The RBI issues its Financial Stability Report (FSR) every six months for the period ending September and March each year. The FSR for the perioding ending March 2021 was just released on July 01. The RBI Financial Stability Report basically captures the key risks to the macro economy as well as the banking and financial system in India. Broadly, the message of the RBI FSR for March appears to be 4-fold.
- Banking NPAs are a concern and could burgeon in the coming FY22 by about 250 to 400 basis points, depending on a base case scenario or a worst case scenario.
- While the moratorium did cause pressure, it also saved the banks from a spate of retail and MSME defaults. This was a good move in retrospect despite the risks.
- Banks have seen their cost of funds come down drastically but loan yields are also down and so the accretion to the Net Interest Margins or NIMs is just about 20 basis points.
- The capital adequacy of the banks had improved combined with better ROE and ROA. However, the real test would come only when the credit / deposit ratio picked up.
Here is what the RBI FSR actually said about the Indian financial system.
Stiff conflict between inflation and growth
Let us talk about the inflation risk first. The central bank has cautioned that the sharp spike in commodity prices across metals, oil and agri commodities could directly spike food inflation and indirectly spike core inflation. RBI has warned that some of the emerging markets including India could see some of its welfare gains evaporating due to inflation.
The irony was that economy activity continued to be tepid amidst high inflation. The impact of COVID 2.0 had been deeper than expected. The government was caught in a vicious cycle with respect to finances. On the one had to spend on fiscal stimulus and on the other hand it had to contend with lower direct and indirect tax revenues due to weak growth.
Too much deposits, not enough credit, but ready to lend
That was the second big message coming from the RBI FSR. In India, CASA deposits were growing rapidly but loan growth remained tepid. For Mar-21 half year, deposit growth of scheduled commercial banks was 11.9% while loan growth was 5.4%. This is the lowest credit / deposit ratio in recent memory and is a case of too much deposits in the system due to surplus liquidity but not enough demand for bank finance.
But the RBI FSR also underlines that banks are ready and all set to lend.
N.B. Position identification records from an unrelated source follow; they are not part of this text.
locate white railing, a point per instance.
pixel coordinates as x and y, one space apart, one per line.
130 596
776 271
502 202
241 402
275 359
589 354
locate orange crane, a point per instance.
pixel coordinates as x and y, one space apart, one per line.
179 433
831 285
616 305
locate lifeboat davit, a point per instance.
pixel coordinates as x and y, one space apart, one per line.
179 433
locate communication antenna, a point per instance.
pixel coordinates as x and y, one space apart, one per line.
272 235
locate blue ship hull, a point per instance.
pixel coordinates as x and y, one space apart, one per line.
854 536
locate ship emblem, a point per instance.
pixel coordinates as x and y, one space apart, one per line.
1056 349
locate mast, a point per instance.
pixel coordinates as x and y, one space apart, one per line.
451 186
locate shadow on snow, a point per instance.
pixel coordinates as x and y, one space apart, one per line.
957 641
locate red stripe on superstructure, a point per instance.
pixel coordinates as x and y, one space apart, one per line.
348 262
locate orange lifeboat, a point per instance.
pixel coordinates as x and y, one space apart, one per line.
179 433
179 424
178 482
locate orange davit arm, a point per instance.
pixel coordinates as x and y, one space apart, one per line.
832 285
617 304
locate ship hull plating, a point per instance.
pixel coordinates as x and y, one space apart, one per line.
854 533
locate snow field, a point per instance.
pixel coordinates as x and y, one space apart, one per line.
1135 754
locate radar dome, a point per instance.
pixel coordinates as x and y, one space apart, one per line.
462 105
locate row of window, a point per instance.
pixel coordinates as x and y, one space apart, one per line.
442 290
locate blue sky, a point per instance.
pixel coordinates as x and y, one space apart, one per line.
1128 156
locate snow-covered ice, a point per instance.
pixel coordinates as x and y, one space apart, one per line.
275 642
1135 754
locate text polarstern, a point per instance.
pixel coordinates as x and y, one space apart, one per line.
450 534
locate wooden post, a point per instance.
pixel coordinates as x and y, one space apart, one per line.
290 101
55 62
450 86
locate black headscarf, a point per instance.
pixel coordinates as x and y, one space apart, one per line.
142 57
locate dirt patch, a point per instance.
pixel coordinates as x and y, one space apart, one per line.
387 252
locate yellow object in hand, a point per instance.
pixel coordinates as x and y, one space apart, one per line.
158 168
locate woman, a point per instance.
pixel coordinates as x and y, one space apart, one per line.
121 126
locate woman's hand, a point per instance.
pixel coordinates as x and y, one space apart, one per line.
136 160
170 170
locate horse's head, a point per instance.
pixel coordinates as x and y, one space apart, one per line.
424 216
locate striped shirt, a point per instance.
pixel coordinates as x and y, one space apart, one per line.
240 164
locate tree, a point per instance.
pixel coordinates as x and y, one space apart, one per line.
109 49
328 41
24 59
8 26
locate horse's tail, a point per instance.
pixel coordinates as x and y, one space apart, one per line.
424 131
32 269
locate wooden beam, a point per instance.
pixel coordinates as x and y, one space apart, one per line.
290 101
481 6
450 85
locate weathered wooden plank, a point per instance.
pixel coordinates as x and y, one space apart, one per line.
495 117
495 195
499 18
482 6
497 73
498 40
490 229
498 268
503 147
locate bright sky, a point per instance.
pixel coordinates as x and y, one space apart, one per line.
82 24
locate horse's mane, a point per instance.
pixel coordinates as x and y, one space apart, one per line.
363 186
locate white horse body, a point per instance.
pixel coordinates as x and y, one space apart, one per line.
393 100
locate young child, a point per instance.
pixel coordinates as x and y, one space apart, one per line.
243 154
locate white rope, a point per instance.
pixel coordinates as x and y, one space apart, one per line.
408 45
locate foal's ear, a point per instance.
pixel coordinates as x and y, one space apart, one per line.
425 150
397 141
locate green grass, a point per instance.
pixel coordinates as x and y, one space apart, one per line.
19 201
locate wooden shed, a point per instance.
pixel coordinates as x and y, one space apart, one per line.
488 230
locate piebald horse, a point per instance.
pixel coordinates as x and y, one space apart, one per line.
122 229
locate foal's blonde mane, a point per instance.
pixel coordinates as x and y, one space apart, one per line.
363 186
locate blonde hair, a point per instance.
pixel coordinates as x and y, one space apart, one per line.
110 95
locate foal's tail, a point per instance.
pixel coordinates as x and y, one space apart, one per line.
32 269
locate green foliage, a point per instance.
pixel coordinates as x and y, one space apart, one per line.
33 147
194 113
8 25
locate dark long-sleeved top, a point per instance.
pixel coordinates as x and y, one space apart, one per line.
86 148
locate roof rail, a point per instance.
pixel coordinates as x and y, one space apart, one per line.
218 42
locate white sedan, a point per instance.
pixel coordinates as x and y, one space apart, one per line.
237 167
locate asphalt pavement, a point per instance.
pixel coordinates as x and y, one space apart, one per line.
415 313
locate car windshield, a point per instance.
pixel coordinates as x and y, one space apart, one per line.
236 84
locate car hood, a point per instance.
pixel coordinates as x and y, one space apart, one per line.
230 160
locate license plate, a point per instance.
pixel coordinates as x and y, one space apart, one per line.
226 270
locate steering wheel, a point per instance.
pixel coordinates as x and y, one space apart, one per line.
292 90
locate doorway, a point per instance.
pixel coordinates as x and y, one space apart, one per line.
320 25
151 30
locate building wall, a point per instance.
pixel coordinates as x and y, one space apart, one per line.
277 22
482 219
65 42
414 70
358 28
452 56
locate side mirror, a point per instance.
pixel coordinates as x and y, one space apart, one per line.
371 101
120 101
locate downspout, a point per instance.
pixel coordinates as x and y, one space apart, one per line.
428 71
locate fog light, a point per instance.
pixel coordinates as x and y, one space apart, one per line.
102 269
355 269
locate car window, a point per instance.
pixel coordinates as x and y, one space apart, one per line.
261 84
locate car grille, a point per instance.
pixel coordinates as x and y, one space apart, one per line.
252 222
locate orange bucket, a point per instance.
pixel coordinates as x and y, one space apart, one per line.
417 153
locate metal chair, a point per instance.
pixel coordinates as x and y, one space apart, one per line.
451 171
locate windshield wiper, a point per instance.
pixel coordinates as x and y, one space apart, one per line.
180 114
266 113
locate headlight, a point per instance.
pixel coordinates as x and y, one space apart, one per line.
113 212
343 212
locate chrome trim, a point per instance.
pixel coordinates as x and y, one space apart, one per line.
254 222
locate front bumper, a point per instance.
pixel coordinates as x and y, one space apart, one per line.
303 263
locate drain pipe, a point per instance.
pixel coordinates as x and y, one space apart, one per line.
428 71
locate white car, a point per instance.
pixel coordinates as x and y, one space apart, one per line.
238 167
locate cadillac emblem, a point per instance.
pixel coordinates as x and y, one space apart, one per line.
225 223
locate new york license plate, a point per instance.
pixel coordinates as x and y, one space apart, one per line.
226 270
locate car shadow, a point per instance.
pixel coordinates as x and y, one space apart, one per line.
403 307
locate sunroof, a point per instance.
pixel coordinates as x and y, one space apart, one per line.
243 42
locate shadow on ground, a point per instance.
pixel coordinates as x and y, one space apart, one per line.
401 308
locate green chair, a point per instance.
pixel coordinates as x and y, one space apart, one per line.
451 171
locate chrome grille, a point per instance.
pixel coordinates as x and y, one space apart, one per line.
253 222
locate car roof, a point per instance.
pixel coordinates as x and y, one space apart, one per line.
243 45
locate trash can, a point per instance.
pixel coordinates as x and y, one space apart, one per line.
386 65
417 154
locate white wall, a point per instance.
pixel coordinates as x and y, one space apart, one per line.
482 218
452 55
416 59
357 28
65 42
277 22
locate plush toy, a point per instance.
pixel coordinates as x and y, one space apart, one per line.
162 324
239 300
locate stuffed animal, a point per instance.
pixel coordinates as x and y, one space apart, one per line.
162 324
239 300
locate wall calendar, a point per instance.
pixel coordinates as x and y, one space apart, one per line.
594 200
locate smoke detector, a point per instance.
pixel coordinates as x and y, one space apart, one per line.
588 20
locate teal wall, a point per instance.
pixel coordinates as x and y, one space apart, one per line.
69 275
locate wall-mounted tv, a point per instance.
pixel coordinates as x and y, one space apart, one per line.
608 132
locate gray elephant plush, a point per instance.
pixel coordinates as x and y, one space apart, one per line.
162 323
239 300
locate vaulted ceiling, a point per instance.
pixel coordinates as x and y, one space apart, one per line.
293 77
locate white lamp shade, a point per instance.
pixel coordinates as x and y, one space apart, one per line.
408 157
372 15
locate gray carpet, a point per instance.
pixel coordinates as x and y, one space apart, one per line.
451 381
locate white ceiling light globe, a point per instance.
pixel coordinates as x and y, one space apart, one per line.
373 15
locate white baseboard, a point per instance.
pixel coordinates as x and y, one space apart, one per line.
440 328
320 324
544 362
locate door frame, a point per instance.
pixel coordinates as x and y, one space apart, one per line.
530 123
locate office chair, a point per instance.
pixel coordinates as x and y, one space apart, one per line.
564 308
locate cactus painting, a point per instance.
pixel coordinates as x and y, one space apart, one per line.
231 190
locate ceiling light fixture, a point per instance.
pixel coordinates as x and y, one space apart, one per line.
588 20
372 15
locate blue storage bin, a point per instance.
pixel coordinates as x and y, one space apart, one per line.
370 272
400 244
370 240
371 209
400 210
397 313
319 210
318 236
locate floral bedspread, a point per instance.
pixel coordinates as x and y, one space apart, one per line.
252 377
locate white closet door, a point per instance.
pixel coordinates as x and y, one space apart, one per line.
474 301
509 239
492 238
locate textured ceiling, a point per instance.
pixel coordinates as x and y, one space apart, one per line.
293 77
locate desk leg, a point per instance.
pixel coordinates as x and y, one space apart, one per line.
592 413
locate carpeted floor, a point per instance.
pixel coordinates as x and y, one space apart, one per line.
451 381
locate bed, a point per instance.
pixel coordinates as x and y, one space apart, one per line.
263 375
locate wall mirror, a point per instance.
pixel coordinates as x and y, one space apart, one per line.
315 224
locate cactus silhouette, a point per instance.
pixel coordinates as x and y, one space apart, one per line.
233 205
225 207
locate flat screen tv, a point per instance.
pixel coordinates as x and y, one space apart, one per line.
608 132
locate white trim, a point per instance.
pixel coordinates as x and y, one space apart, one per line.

There are several reasons banks are all set to lend. ROE of all SCBs grew sharply from 4% to 7.7% in the last 18 months while the ROA also expanded from 0.4% to 0.7% in the same period. To add to the readiness of the banks to lend, the Capital adequacy ratio has improved by 130 bps to 16% as of Mar-21. Although C/D ratio is low, the bank balance sheets are ready to lend.
NPA story looks bad, but it could have been much worse
RBI has sounded some warning signals on the gross NPA front. Banking NPAs are likely to go up from 7.48% in Mar-21 to 9.80% by Mar-22. Even 9.8% is just a baseline scenario and in a worst-case it could go as high as 11.22%. That is not good news. Industrials dominated with 11.3% NPAs followed by agricultural borrowers at 9.8%. Retail loan NPAs were just about 2%. Needless to say, the NPA impact would be the sharpest on PSU banks but private banks and NBFCs are unlikely to be spared.
But the RBI also has good news in that it could have been much worse without moratoriums. Stress tests indicate that Indian banks are sufficient capitalized to meet NPA eventualities while the provisioning coverage ratio (PCR) of banks increased by 270 bps to 68.9%. More importantly, if the RBI had not given the moratorium, things could have gotten really bad for MSMEs and retail borrowers. What is material is that even after the moratorium, the restructured advances are just about 0.9% of total advances of banks.
In a nutshell, the moral of the story is that once the growth momentum starts at a macro level, the Indian banks are fully poised and ready to unleash their lending prowess. That is the good news coming from the RBI Financial Stability Report.